LoadFileBundleModule (KiaraModule)

Load a file bundle and its metadata.

This module does not read or load the content of all included files, but contains the path to the local representation/version of them so they can be read by a subsequent process.

Source code in core/file_bundle.py
class LoadFileBundleModule(KiaraModule):
    """Load a file bundle and its metadata.
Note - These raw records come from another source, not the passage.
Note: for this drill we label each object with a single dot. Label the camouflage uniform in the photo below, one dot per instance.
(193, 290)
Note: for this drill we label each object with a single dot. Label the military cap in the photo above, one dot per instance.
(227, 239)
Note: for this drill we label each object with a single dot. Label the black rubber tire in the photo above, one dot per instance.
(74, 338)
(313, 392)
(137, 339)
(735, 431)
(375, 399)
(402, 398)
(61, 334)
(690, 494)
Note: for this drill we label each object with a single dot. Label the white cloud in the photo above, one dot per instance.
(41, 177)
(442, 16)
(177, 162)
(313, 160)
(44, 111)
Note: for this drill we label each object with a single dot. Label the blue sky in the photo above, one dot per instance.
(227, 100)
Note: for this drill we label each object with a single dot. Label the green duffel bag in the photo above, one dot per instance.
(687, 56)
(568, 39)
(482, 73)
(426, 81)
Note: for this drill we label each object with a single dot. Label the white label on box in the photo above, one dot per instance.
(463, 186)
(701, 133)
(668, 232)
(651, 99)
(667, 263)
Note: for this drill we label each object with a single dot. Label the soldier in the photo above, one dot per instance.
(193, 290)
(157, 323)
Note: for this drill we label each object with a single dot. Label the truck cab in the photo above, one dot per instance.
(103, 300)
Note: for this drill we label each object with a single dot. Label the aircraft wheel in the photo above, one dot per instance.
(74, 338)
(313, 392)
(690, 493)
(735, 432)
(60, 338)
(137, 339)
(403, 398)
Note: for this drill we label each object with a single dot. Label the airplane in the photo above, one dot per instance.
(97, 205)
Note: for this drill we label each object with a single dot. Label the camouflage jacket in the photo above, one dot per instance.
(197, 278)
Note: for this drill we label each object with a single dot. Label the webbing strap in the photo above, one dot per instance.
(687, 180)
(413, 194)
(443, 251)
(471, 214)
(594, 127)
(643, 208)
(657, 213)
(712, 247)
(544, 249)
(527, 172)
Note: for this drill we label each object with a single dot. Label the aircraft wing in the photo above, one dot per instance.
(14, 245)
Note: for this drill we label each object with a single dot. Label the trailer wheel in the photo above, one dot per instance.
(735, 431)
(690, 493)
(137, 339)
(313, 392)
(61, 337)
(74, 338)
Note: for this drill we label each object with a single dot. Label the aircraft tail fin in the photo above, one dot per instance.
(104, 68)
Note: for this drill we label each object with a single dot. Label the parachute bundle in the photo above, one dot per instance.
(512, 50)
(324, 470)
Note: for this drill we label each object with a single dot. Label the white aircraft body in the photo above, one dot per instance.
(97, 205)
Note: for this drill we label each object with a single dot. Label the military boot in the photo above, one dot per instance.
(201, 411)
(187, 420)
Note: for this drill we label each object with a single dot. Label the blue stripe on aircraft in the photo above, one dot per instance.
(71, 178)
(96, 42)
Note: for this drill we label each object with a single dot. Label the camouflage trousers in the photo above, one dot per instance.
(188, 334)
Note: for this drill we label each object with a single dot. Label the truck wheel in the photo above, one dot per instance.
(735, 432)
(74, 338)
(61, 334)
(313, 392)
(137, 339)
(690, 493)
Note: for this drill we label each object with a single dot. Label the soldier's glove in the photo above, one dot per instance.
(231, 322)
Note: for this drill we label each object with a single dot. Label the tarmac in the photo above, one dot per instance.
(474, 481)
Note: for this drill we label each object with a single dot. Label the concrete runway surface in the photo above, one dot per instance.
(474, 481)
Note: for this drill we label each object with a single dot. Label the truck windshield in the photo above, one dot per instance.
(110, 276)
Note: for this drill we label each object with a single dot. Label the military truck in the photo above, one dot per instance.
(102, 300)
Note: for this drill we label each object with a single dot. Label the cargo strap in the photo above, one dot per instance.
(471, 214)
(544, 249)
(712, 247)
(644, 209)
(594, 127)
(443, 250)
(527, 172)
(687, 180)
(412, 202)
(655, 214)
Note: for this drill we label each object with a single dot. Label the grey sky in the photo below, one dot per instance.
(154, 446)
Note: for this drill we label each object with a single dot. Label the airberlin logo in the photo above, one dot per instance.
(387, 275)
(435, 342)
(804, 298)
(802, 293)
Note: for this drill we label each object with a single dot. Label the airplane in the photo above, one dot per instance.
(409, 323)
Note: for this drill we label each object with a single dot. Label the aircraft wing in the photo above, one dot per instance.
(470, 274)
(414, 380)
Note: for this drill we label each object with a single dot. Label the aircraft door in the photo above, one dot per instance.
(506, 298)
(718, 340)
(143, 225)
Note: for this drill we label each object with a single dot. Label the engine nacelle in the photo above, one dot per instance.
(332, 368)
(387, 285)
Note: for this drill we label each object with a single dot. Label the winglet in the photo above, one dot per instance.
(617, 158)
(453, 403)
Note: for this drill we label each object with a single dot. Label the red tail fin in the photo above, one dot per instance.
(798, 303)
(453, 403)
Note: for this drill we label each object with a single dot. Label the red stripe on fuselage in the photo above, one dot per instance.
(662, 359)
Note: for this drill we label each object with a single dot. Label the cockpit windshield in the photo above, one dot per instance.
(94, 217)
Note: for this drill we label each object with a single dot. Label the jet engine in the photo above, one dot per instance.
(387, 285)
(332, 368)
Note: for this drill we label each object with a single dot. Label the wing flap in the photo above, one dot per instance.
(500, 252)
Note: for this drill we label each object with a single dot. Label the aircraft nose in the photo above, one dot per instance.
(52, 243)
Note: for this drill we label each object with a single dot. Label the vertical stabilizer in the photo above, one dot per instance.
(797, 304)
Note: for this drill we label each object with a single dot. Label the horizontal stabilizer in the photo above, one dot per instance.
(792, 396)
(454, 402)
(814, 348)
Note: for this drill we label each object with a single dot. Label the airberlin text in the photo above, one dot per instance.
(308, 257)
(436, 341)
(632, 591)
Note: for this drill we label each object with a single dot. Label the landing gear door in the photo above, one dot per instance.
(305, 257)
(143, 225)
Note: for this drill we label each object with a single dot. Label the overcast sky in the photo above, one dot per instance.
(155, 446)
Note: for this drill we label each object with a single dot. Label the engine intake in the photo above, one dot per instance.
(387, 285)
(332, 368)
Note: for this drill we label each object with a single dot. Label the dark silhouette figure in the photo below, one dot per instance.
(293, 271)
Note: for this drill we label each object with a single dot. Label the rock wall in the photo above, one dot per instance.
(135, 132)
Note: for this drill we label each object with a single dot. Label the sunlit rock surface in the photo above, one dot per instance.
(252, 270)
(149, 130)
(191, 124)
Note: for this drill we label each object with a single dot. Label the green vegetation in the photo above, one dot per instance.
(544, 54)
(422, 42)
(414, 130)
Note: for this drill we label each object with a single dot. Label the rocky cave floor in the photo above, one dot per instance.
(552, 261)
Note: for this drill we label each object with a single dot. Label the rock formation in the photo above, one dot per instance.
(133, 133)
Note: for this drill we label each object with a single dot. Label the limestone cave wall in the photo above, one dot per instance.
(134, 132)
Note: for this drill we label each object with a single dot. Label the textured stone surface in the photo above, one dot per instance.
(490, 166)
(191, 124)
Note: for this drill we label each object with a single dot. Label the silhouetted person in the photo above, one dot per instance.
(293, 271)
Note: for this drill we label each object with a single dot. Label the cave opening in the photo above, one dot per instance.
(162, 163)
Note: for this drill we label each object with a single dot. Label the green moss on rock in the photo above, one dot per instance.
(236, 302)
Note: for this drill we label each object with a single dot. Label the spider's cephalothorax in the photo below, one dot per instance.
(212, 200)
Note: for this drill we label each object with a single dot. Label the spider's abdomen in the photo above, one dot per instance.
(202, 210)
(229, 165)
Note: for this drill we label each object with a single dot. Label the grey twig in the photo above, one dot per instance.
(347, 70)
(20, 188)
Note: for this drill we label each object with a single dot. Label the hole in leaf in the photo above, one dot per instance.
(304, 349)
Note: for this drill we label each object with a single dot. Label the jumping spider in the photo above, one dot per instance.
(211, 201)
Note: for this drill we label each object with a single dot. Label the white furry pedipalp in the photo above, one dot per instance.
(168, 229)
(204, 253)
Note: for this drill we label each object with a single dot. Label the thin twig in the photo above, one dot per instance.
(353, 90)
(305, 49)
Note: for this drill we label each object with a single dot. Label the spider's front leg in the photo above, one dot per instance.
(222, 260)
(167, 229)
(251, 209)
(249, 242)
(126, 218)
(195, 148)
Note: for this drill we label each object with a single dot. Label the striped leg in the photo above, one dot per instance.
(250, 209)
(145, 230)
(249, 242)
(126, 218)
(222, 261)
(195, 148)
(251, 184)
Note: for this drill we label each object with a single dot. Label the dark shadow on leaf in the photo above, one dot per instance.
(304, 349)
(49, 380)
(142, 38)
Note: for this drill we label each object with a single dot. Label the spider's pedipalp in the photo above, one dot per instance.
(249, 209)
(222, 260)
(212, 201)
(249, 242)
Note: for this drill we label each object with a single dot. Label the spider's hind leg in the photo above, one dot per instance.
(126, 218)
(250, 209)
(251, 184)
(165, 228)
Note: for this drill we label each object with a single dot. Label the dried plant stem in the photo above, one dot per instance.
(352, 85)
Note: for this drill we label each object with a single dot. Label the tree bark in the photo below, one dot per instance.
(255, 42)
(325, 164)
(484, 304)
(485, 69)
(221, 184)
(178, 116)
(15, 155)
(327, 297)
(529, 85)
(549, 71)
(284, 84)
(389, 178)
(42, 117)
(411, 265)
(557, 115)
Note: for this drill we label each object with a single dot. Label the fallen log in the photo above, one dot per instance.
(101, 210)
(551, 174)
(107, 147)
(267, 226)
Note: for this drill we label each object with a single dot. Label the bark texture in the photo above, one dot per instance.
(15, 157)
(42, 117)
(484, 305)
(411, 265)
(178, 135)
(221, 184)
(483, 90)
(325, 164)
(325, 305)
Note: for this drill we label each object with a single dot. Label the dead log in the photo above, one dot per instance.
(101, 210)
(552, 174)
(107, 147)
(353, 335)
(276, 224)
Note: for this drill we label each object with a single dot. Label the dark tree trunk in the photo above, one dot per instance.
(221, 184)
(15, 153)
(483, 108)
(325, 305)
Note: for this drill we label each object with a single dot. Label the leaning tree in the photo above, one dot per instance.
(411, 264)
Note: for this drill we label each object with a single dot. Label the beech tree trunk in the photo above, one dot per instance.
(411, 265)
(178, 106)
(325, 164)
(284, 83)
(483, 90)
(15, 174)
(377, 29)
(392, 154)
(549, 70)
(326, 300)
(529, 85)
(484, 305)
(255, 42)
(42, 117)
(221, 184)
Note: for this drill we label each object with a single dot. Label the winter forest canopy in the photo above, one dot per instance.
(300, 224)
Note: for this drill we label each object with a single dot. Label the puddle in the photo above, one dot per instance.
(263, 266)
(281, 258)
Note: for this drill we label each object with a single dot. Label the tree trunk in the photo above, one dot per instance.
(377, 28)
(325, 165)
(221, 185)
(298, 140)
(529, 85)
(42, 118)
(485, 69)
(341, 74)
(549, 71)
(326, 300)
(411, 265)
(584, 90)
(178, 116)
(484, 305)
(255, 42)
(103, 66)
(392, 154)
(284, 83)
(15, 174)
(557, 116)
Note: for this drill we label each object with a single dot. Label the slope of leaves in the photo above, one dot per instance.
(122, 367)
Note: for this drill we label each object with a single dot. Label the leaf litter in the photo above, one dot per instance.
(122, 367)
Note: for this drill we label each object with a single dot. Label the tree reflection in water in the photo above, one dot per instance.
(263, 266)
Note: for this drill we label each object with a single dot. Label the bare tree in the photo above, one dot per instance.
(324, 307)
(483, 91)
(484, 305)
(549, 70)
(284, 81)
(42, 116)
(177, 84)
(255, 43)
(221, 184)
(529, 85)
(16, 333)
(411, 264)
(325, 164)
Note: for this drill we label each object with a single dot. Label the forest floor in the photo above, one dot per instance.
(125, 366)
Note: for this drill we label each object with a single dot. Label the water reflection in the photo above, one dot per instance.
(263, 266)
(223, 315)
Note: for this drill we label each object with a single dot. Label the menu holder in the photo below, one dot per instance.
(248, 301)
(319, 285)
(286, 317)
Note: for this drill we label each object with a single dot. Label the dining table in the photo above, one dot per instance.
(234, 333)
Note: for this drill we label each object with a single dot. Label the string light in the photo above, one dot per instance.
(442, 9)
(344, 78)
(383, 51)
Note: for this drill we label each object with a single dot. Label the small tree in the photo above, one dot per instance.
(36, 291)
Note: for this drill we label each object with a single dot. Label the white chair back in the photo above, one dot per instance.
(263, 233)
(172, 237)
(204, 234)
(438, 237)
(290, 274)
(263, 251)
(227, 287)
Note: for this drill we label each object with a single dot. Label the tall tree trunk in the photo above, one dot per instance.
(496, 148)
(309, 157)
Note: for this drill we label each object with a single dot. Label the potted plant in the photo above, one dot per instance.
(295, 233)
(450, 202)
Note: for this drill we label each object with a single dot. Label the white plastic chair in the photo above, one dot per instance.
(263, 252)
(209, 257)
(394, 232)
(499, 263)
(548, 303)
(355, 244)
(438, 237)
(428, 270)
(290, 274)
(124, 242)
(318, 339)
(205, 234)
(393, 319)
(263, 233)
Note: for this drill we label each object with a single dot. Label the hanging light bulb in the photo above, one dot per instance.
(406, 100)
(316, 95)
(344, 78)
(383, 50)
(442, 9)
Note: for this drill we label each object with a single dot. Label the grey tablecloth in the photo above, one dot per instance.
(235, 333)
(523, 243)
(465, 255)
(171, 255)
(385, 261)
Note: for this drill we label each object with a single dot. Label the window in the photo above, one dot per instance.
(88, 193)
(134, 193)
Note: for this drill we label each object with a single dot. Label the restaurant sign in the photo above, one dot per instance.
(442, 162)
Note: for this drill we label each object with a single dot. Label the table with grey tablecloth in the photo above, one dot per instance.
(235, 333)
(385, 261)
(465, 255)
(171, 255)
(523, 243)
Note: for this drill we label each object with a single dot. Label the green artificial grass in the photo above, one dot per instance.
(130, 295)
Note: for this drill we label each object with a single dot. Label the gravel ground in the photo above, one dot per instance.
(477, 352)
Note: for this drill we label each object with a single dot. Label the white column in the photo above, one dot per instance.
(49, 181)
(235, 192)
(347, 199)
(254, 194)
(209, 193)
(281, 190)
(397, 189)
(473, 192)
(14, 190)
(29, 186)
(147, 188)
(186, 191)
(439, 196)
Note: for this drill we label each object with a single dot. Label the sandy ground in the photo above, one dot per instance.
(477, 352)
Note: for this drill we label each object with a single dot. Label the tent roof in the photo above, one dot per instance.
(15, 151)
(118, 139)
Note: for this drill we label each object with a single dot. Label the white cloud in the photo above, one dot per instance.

    This module does not read or load the content of all included files, but contains the path to the local representation/version of them
    so they can be read by a subsequent process.
    """

    _module_type_name = "load"

    def create_input_schema(
        self,
    ) -> typing.Mapping[
        str, typing.Union[ValueSchema, typing.Mapping[str, typing.Any]]
    ]:
        return {
            "base_path": {
                "type": "string",
                "doc": "The base path where the folder lives.",
            },
            "rel_path": {
                "type": "string",
                "doc": "The relative path of the folder, within the base path location.",
            },
            "include_files": {
                "type": "list",
                "doc": "A list of strings, include all files where the filename ends with one of those strings.\n\nOnly full string matches are supported at the moment, globs and regex might be in the future.",
                "optional": True,
            },
            "exclude_dirs": {
                "type": "list",
                "doc": f"A list of strings, exclude all folders whose name ends with that string. Defaults to: {DEFAULT_EXCLUDE_DIRS}.\n\nOnly full string matches are supported at the moment, globs and regex might be in the future.",
                "default": DEFAULT_EXCLUDE_DIRS,
                "optional": True,
            },
            "exclude_files": {
                "type": "list",
                "doc": f"A list of strings, exclude all files that end with that one of those strings (takes precedence over 'include_files'). Defaults to: {DEFAULT_EXCLUDE_FILES}\n\nOnly full string matches are supported at the moment, globs and regex might be in the future.",
                "default": DEFAULT_EXCLUDE_FILES,
                "optional": True,
            },
        }

    def create_output_schema(
        self,
    ) -> typing.Mapping[
        str, typing.Union[ValueSchema, typing.Mapping[str, typing.Any]]
    ]:

        return {
            "file_bundle": {
                "type": "file_bundle",
                "doc": "The collection of files contained in the bundle.",
            }
        }

    def process(self, inputs: ValueSet, outputs: ValueSet) -> None:

        base_path = inputs.get_value_data("base_path")
        rel_path = inputs.get_value_data("rel_path")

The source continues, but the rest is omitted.